He Yin 何银
Beijing: China Social Sciences Press 中国社会科学出版社, 2020.
Reviewed by Md Yasin
The United Nations (U.N.) is the largest inter-governmental organization, and a crucial venue for global governance and international peace operations. The rise of China and its comprehensive national strength is great deal of debate vis-à-vis U.N. peace operations. The book Developmental Peace: Norm Competition and Symbiosis in Global Security (Fazhan heping: Quanqiu anquan zhili zhong de guifan jingzheng gongsheng) by He Yin is an absorbing account of Beijing’s changing policy towards the UN peacekeeping, and in the right direction to further problematize the normative competition in the U.N. system.
The author elucidates the transition of U.N. peacekeeping to peacebuilding to the 21st century peace operations, and asks an ontological question in the beginning of the book — whose norm matters in global governance? The author explains that a peace norm called ‘liberal peace’ existed in peacebuilding discourse, what is then the Chinese norm and what will happen when the Chinese norm encounters the ‘liberal peace’? The book is divided into nine chapters to discuss the above questions.
The content of the book can roughly be divided into three parts. The first three chapters discuss the conceptual and theoretical framework as well as the definition of the U.N. peacekeeping and peacebuilding. The next two chapters deal with ‘liberal peace’ championed by the West (Europe and North America) and ‘development peace’ being advocated by China. The last three chapters are a comparative study of these ‘two peaces’ in the context of peacebuilding in Haiti, Liberia and East Timor. The author then concludes that both institution building and economic development are essential for building sustainable peace, therefore, both liberal peace and development peace can coexist to make a cooperative contribution to peacebuilding.
Prof. He Yin reiterates that a peace norm called liberal peace has prevailed in peacebuilding discourse and practice. Similarly, few authors including, Roland Paris, Mac Ginty, Oliver Richmond, Jason Franks, Reilly Benjamin have previously critiqued peacebuilding activities for being dominated by a narrow statebuilding agenda. The author readdresses another limitation of liberal peacebuilding — ‘one-size-fits-all’ peace approach, which tries to transform the post-conflict state into a Western-style liberal democracy.
The author argues that Beijing’s policy on the UN peacekeeping evolved with China’s national identity, and there exists a Chinese approach (Zhongguo fangan) to peace operations — ‘developmental peace’ (fazhan heping), the term that he claimed to have coined himself. Contrary to liberal peace, developmental peace advocates political and social stability by strengthening existing government in the host country to amplify economic development. Also, the author says that foreign aid in developmental peacebuilding comes without any political strings attached.

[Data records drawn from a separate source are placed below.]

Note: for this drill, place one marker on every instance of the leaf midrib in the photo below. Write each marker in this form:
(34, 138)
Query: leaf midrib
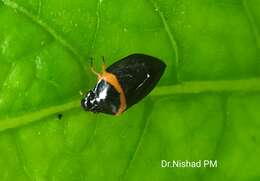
(193, 87)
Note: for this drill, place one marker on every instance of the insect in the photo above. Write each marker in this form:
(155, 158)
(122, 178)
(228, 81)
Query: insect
(123, 84)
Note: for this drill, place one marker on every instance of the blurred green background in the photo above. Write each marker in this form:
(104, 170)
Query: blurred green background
(45, 46)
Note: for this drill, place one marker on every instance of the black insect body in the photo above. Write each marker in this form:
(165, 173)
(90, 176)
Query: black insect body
(123, 84)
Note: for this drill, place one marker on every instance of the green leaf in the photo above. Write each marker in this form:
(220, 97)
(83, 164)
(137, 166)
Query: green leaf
(206, 106)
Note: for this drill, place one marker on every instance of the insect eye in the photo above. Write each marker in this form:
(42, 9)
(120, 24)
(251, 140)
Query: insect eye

The book announces out loud that the norm of liberal peace has some flaws, which can be complemented with Chinese developmental peace, and a rising China in the 21st century wants to play a bigger role, as a norm contributor, not just a norm taker. This study also aligns with Beijing’s official rhetoric, for example, the English version of the China’s white paper on peace missions mentions the phrase ‘peace and development’ 25 times.
The author, through case studies, further argues that while the peacebuilding in Liberia reflects some degree of coexistence of ‘two peaces’, the Haiti peacebuilding process does not allow developmental peace to play any significant role (p.144). And in the case of East Timor, where liberal peace was dominant, still it had adopted ‘consensus democracy’ (gongshi xing minzhu) rather than ‘confrontational democracy’ (duikang xing mizhu), making the coexistence of these two peaces possible.

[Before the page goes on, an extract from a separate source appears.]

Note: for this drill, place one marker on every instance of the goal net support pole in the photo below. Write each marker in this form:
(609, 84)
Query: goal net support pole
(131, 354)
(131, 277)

Overall, this book is a convincing account to make the point that developmental peace is Beijing’s approach to U.N. peace operations. Still, the Chinese style of developmental peace stresses on strong state-led economic development, it does not pay attention to democracy and human rights; it prioritizes state security over human security. The question then arises on the sustainability of the peace in post-conflict zones. However, the author quite systematically introduces rising China’s developmental peace. While the book covered three case studies, some details on other peacekeeping operations and a more persuasive analysis can be anticipated in future study.

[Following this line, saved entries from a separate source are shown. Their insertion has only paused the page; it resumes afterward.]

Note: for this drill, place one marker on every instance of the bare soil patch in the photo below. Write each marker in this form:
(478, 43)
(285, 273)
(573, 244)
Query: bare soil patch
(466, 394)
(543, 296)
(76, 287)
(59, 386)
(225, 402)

Mac Ginty, R., & Richmond, O. P. (2013). The Local Turn in Peace Building: a critical agenda for peace. Third World Quarterly, 34(5), 763–783.
Oliver P. Richmond & Jason Franks (2008). Liberal Peacebuilding in Timor Leste: The Emperor’s New Clothes? International Peacekeeping, 15(2), 185-200
Paris, R. (2004). At War’s End: Building Peace after Civil Conflict. Cambridge: Cambridge University Press.
Reilly, Benjamin. (2006). Elections in Post Conflict Society. The UN Role in Promoting Democracy: Between Ideas and Reality, edited by Edward Newman and Roland Rich, United Nations Press, pp. 113–134.